In my short ideas (which I'm working into Age of Legends, but I have a nasty case of no-idea-where-to-begin on that one), had Japan taking their WWII defeat hard, and the Americans making more of an effort in rebuilding Japan. Japan pre-WWII takes in the Jewish immigrants that Europe doesn't want (good deal for Hitler, in many respects), and results in ~500,000 Jews in Manchuria, who were staunchly pro-Japan (if they saved me from the gas chambers I would be too) and fight like mad, which along with the Koreans and Chinese who actually worked with Japan, help them accept that after WWII their racism is not only unfounded, it's holding them back. Like Meiji thought, the best way to advance Japan is to get the skills and people to make the country better.
Japan post-war stays relatively isolated, but as Japan grows into an economic power in the 1960s and 1970s their immigration doors open, starting with the Nikkeijin and the other South Americans, Jews (mostly disenchanted Israelis in many cases), Koreans, Filipinos and a handful of whites, mostly Australian and Americans. Japan's boom economy in the 1980s turns this flow into a big river, which is how Japan not only becomes an industrial power but also a cultural one - Tokyo along with Mumbai and Los Angeles are the world's film capitals. Japan by 2000 is home to some 165 million, has a $6 Trillion economy and is considered one of the world's most dynamic nations.

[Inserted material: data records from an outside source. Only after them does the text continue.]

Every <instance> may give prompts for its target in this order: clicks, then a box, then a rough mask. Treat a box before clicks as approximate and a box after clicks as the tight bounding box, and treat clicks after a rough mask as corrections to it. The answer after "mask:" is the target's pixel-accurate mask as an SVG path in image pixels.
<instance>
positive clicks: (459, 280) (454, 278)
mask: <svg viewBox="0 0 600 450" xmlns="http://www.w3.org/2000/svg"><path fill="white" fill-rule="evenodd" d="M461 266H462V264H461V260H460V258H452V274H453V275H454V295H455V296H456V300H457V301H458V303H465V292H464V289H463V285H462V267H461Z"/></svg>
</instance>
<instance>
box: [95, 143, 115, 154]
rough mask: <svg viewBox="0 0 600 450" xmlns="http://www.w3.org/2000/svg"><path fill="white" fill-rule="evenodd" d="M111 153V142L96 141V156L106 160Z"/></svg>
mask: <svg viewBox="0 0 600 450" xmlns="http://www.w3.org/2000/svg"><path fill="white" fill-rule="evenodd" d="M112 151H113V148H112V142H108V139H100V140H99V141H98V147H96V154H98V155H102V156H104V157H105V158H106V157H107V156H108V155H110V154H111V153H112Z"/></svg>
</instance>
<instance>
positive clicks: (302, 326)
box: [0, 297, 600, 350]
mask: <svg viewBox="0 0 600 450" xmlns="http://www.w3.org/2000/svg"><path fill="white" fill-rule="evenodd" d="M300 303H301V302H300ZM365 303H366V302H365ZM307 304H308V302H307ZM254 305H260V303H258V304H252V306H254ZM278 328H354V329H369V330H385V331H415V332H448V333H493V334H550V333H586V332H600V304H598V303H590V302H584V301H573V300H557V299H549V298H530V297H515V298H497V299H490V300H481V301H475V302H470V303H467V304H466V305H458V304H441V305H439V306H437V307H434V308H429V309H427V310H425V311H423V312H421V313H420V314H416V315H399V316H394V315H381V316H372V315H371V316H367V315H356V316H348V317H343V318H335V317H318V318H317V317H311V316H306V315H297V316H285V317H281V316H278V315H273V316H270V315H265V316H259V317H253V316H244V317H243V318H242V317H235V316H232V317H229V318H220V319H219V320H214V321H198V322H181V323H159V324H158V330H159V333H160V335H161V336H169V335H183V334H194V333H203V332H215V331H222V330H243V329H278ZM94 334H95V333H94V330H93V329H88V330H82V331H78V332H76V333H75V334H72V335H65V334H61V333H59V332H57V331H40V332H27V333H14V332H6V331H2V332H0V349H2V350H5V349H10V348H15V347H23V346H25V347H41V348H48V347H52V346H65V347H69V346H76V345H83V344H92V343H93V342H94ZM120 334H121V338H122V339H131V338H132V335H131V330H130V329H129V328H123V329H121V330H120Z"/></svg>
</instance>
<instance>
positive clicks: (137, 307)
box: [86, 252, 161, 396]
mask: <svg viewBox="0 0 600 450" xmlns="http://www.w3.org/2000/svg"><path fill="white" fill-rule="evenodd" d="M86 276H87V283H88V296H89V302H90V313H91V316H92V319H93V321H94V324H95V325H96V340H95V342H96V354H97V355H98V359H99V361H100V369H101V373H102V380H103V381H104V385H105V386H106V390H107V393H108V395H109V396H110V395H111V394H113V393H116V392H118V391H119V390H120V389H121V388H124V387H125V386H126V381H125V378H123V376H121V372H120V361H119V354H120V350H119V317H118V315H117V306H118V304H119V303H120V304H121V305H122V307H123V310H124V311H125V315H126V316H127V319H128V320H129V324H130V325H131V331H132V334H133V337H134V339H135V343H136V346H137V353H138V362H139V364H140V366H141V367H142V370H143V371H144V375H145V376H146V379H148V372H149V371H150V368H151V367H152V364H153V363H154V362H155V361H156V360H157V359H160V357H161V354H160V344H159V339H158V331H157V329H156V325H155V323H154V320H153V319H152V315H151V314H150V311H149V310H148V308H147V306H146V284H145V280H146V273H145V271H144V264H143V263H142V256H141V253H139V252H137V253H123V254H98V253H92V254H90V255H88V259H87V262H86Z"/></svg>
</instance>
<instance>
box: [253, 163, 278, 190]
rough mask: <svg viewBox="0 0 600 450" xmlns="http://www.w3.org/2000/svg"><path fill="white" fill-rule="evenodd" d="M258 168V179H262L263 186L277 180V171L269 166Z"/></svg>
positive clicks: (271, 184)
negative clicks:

Now, this Japan, minus Article 9, would have a massive navy - not USN size, but bigger than anybody else by miles, even well beyond the RN or the Soviet Navy - simply out of need to protect its shipping lanes and citizens abroad. With Japan being so close to the PRC, one of the needs would be to have some power projection, but mostly the Japanese would be focused on homeland security, which means a huge fleet of destroyers, frigates and submarines, both SSN and SSK. I'm thinking that the Japanese Navy has a few big cruisers to act as destroyer leaders and flagships (I'm thinking something like the American USS Long Beach here), but their navy will be primarily based on defense and protection of its shipping routes.